The four men in the alley all turned when Mike drove up. He didn’t see his passenger. He killed the engine and pocketed the keys as he got out of the cab. He held the gun pointed at the men. As he walked toward them, he asked where the other man was. He got close enough to see that the men were standing around a pool of blood that had soaked into the crust covering the alley.
“What did you do to him?” he demanded.
They were mute, staring at him, maybe afraid of his gun, maybe not. He could see their hands, empty, no knife showing.
“Where’s the man?” Mike repeated.
“El hombre,” one of them said.
“That’s right, el hombre. Dónde está el hombre?”
They all shrugged. One of them said something in Spanish Mike didn’t understand.
“Do you speak English? Doesn’t anyone speak English? Habla inglés?”
They stood there.
“Come on,” Mike said, “You have to know something. Did he walk away? Did you kill him?” He thought a moment. “Muerto? Hombre muerto?”
This got them very agitated. They spoke among themselves, too fast for Mike to understand anything other than a word here and there — hombre, casa, pistola.
“Hey!” Mike waved the gun and took a step toward them, but he didn’t want to get so close that they could jump him. They stopped talking and looked at him. He looked back. Hard. He didn’t know what to do. If he stared them down, maybe they’d think he was dangerous, not desperate.
What seemed like a long time went by. Mike finally said, “If you killed him, I’ll kill you.” He hadn’t known what he was going to say, but in that moment he thought he had it in him to shoot every one of them.
The tallest one spread his hands. “No,” he said, “we don’t kill him.”
“Then where is he?” The man dropped his hands.

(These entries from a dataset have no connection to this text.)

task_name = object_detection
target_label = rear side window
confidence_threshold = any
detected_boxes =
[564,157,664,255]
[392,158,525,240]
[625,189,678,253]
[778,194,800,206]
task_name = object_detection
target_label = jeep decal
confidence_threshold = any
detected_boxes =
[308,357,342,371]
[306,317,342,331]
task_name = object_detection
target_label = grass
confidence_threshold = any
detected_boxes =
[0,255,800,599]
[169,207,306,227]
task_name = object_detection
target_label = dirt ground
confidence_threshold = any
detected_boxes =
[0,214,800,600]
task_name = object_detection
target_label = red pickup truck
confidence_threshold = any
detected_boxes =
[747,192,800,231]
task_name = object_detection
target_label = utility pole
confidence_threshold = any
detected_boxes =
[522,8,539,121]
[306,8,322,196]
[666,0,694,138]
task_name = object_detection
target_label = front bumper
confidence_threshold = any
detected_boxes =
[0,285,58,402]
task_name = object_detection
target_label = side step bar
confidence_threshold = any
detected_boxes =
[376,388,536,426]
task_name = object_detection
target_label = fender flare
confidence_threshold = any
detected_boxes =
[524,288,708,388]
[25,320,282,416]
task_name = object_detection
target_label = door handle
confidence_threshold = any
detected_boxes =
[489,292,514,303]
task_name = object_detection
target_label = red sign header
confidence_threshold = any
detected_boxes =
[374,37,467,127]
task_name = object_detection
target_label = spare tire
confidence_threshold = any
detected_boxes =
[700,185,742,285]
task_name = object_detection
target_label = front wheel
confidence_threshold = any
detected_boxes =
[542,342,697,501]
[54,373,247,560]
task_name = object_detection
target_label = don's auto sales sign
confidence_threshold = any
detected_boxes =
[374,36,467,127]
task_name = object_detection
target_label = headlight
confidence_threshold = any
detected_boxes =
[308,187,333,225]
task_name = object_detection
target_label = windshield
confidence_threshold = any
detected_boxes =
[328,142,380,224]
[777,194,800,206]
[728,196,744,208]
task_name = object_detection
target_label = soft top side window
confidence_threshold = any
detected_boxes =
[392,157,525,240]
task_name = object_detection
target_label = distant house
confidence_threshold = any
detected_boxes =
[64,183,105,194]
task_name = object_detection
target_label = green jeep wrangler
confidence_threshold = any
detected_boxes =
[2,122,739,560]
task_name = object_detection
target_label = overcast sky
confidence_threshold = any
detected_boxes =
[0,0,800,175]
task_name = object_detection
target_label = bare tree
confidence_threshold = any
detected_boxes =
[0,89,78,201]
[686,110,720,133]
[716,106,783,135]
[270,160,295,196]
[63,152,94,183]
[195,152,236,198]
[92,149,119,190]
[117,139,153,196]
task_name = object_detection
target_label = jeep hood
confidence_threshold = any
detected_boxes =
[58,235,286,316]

Anger began to rise in Mike. “You speak enough English to know the word ‘kill.’ How about this? You don’t tell where he is, I’ll kill you.”
The Mexican spread his hands again, his gesture of supplication. “Not so much English.”
“Bullshit! Where did he go, you creeps?” With his free hand he pointed down the alley. “That way?” None of them looked. “That way?” The opposite direction. “That way?” He pointed at the house. “La casa?”
“Sí.” The tall man nodded vigorously, “La casa.”
“Buncha dumb Mexicans,” Mike muttered.
He started toward the house, moving sideways so he could see them. On his way, he picked up a Coleman lantern that sat on an ice chest and walked around a high wood fence that leaned on the carport.
The back door of the house had been removed. When Mike held up the lantern, he could see straight through the gutted downstairs and out the front door, which stood wide open. The house wasn’t large, and a quick walk through the lower floor did not reveal a body or his passenger bleeding to death from a stab wound.